The dominance of a small number of big tech firms also risks leading to uncompetitive pricing, she said.

"This is a big concern for firms because of the lack of interoperability between providers — essentially you are beholden to the cloud provider if your cloud-native technology has been built using all of their tools," she said. "This could mean less-than-favorable pricing schemes for clients due to the lack of an ability to negotiate."

Banks can mitigate risks by making sure that they use multiple cloud providers, and that they do not use a single cloud provider for too many custom-built tech tools, according to O'Shea.

There is a "giant paradox" around the cloud that has not been lost on the regulator, according to Mark Lewis, senior consultant, commercial practice: cloud, fintech and outsourcing, and Joy Davey, senior solicitor, financial services regulation practice: financial services outsourcing and cloud, both at law firm Macfarlanes.

Concentration risk arises due to the fact that financial services firms flock to the same three providers — AWS, Google and Microsoft — because they have invested heavily in security, maintenance and data centers across the world in a way that other competitors would struggle to match, they told S&P Global Market Intelligence.

Taming 'big tech'

For Briskman, it seems inevitable that financial regulators will subject cloud outsourcing to greater scrutiny. The problem is that, in the U.K. at least, the Financial Conduct Authority does not have the statutory powers to regulate IT giants that are not providing regulated activities — as is the case with cloud provision, he said.

Oliver Wyman's Quest said the growing participation of big tech in financial services may mean that regulators have to look beyond the traditional, sector-oriented supervision. While the FSB and the BIS have an "extremely important" role to play, the moment may have arrived for a new breed of cross-industry regulator, she said.

"To have some kind of digital-specific, supra-national standard-setting body would be really useful," she said in an interview.

In the meantime, some industry participants are taking matters into their own hands.
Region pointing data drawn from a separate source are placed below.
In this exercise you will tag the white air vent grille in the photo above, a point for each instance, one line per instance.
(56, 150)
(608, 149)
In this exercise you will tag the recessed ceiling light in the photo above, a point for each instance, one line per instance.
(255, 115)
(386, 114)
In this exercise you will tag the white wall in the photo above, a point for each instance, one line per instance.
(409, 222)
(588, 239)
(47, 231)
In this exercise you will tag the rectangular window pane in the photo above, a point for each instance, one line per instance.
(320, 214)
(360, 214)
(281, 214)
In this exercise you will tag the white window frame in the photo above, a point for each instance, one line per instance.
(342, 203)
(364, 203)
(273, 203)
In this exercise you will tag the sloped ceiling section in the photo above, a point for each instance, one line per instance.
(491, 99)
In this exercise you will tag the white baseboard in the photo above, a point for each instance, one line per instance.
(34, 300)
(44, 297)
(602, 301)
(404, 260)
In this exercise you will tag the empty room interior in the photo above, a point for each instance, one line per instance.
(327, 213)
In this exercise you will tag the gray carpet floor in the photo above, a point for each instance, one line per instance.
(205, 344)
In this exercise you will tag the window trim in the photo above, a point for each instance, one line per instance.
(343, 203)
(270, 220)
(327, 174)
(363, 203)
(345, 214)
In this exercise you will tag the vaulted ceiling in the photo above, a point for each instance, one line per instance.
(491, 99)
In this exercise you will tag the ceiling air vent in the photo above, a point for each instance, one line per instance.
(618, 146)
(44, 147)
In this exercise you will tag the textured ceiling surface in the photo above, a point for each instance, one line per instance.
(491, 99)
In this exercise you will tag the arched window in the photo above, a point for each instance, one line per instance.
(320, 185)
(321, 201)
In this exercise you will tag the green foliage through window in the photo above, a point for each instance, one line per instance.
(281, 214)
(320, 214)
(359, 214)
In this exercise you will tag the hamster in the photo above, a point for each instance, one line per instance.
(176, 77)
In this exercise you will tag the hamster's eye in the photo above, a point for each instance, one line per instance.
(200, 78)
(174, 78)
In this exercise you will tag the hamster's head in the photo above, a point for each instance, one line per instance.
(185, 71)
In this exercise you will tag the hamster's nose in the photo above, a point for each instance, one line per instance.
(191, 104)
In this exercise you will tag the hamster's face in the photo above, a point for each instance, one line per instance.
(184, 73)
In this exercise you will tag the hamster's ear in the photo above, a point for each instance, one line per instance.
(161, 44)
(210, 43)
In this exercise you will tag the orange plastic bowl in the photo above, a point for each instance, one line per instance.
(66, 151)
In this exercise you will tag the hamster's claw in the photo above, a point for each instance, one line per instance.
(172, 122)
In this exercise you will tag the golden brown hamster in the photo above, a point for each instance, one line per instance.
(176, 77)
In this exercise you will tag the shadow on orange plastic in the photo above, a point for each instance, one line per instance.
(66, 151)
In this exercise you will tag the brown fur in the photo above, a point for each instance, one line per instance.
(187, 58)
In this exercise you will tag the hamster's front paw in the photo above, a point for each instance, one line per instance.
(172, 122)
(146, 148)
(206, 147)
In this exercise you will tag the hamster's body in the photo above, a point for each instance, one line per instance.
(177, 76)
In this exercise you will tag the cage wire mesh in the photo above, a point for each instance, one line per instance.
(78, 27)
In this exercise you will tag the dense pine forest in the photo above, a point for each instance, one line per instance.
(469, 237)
FINOS, the Fintech Open Source Foundation, an industry body that counts Goldman Sachs Group Inc., Morgan Stanley and HSBC Holdings PLC among its members, is in the process of developing standards for the use of cloud services in banking.
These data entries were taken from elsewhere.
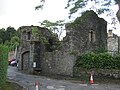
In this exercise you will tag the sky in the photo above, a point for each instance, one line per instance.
(18, 13)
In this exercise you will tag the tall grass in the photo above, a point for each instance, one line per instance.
(3, 64)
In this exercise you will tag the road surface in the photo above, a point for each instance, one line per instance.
(44, 83)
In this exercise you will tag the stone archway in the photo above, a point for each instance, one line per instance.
(25, 61)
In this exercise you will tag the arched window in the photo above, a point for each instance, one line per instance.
(92, 36)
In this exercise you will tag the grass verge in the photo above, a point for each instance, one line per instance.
(8, 86)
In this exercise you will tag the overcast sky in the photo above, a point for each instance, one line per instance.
(18, 13)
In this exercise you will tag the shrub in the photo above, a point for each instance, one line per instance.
(98, 61)
(3, 63)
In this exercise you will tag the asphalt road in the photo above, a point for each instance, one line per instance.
(44, 83)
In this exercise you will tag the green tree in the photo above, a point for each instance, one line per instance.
(2, 35)
(10, 32)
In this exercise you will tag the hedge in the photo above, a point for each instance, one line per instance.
(3, 64)
(98, 61)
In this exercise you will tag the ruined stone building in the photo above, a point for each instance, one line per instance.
(43, 51)
(113, 43)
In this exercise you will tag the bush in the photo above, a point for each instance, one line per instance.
(3, 63)
(98, 61)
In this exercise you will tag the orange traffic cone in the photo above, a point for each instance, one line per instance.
(91, 79)
(36, 85)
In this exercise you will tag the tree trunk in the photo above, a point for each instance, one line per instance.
(118, 13)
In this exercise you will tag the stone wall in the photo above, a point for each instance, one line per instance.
(58, 62)
(86, 33)
(113, 43)
(97, 72)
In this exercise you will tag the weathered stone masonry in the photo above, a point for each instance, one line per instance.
(86, 33)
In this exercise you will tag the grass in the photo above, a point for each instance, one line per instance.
(8, 86)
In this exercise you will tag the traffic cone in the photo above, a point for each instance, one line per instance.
(91, 79)
(36, 85)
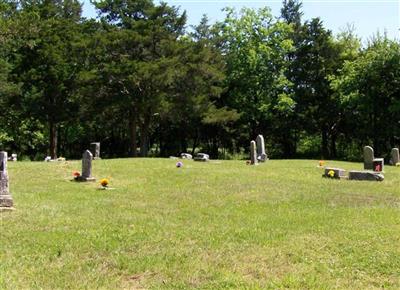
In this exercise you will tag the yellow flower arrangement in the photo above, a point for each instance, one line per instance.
(104, 182)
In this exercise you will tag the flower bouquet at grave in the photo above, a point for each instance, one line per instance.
(104, 183)
(76, 175)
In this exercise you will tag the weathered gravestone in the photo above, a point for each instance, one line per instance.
(368, 158)
(6, 201)
(261, 155)
(370, 162)
(95, 148)
(336, 173)
(186, 156)
(366, 175)
(253, 153)
(86, 175)
(201, 157)
(395, 158)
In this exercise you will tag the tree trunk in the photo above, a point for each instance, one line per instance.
(53, 140)
(324, 145)
(333, 146)
(144, 136)
(132, 134)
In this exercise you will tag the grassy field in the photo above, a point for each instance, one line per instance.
(207, 225)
"One obstacle we're hearing our bank members bring up in particular is the lack of common controls and control tests across cloud providers," Rob Underwood, chief development officer at FINOS, said in an email.

FINOS launched a Cloud Service Certification project in late 2018, spearheaded by JPMorgan Chase & Co., which aims to forge common industry standards for cloud use around issues such as security, privacy, governance and interoperability between different providers. Banks participating include Deutsche Bank AG, UBS Group AG and Itaú Unibanco Holding SA.